Sono tornata a casa con la testa piena di domande. Dove si sbaglia? Perchè faticano a decentrarsi, a cogliere quanto ruota, respira, si muove, intorno a loro?

Poche ore dopo, attendo il mio turno nella sala d'aspetto del dentista. Scrivo un messaggio alla collega-sister.
Sono avvilita amica. Oggi ho le mani vuote.
Qualcuno occupa la sedia a fianco.
"Ciao".
Lo guardo distratta. Ne stimo l'età al volo: sette e mezzo.
"Ciao", rispondo.
"Come ti chiami?", mi chiede.
"Gioia. E tu?"
Si chiama Marco, probabilmente dovrà mettere l'apparecchio. La mamma e il papà stanno facendo richiesta per il finanziamento. Dice che sono operai, e lavorano sempre. Racconta che la sua mamma sceglie per lui sempre le cose migliori. Per esempio ha deciso di non mandarlo a scuola in paese, perché lì c'è una maestra che si fa le unghie in classe, e con le stesse forbicine poi taglia il sacchetto delle caramelle che distribuisce ai bambini. Ridono gli occhi rotondi dietro le lenti un po' spesse, mentre esclamo "orrore!".
Fa la seconda. Snocciola tutto quello che ha imparato quest'anno, orgoglioso.
"E le paroline capricciose? Non le avete fatte?", dico.
Mi squadra, mi misura, sorride. "Ma sei una maestra? Non sembra".
E' tra i più bravi, mi spiega, solo una volta è finito fuori dalla porta. Che se ti capita, devi stare fermo con la schiena poggiata al muro.
A questo cuor contento, tutto pare bello, desiderabile, degno di nota. E' curioso ma non invade, è interessato e  chiede con garbo,
Mi chiamano, devo andare, quasi mi dispiace.
"Ciao Marco. Grazie per la bella compagnia".

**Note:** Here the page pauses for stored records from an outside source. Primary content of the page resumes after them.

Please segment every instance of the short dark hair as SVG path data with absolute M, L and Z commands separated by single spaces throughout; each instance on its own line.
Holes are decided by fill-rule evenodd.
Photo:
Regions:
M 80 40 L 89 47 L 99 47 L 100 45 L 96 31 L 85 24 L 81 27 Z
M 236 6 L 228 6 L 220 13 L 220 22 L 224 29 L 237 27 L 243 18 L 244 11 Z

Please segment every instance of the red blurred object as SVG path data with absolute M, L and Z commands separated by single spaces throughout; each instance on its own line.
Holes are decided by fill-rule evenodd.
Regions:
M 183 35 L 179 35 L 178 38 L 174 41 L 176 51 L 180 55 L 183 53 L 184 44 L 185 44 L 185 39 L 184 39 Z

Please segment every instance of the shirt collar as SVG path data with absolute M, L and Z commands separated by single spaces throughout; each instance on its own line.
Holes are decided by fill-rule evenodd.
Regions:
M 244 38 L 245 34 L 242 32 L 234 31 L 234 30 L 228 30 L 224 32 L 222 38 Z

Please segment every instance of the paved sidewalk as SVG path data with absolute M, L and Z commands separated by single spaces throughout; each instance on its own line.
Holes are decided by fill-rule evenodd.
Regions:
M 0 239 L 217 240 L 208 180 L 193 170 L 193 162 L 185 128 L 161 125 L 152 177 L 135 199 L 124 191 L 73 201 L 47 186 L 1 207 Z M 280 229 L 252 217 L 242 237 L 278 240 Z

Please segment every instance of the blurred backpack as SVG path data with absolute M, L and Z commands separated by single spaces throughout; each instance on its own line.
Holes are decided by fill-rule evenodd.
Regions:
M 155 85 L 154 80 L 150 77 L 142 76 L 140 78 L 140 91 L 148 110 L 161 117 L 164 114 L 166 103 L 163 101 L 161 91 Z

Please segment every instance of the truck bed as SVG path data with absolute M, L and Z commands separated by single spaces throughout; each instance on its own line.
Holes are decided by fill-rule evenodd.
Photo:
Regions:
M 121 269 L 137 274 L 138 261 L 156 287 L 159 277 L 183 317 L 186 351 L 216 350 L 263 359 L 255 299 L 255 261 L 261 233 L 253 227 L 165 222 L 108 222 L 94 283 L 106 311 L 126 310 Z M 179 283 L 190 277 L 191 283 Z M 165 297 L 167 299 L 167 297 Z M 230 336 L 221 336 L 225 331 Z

Marco ha poco. Dal poco nascono desideri, e i desideri muovono sogni, e i sogni richiedono mani lievi, parole composte, occhi accesi.

venerdì 3 giugno 2016

Al mondo


Ad un certo punto, in età adulta, scoprii di avere un corpo. Il giorno prima non c'era, poi c'era. Un giorno le spalle erano mute, le gambe silenti, i capelli raccolti nella coda austera, e il mattino dopo tutto parlava disordinatamente, sfacciatamente.
L'irriducibile schiamazzo ebbe inizio durante un agosto francese, caldo, dolce di odori, brezze e polle d'ombra. 
Quel mattino agli Invalides avevo deciso di non entrare al museo e in un tempo largo, miracolosamente mio, mi aggiravo fra gli scaffali dello store.
E' incredibile come certi dettagli, all'apparenza scarti, restino nel tempo ritti come cimeli. Così, ricordo addosso i pantaloni di lino bianchi, freschi, la canotta nera, sbracciata.
Ad un tratto mi sembrò che qualcosa alle mie spalle chiamasse insolente, come spingendo, e mi voltai.
L'uomo stava a qualche metro, con un libro aperto fra le mani e mi guardava. Nonostante tenesse gli occhi nei miei, sapevo che in qualche modo mi raccoglieva tutta, e quella carezza muta, languida, ebbe su di me l'effetto detonante di una collisione frontale.
Con moto istintivo e primordiale, raggiunsi in fretta la porta ed uscii nel portico.
Ora, il resto è irrilevante. Che l'uomo mi seguì, che tentò un approccio lieve, sorridente, e molto francese al quale risposi in modo sgarbato e freddo, importa poco. Non cercavo nulla e nulla avrei voluto. Non ricordo i suoi lineamenti, nè il suono della sua voce.
Conta, e resta, che attraversai il parco con piedi leggeri e flessuosi, braccia sciolte e tiepide, bocca fremente e morbida. Dischiusa così, messa al mondo.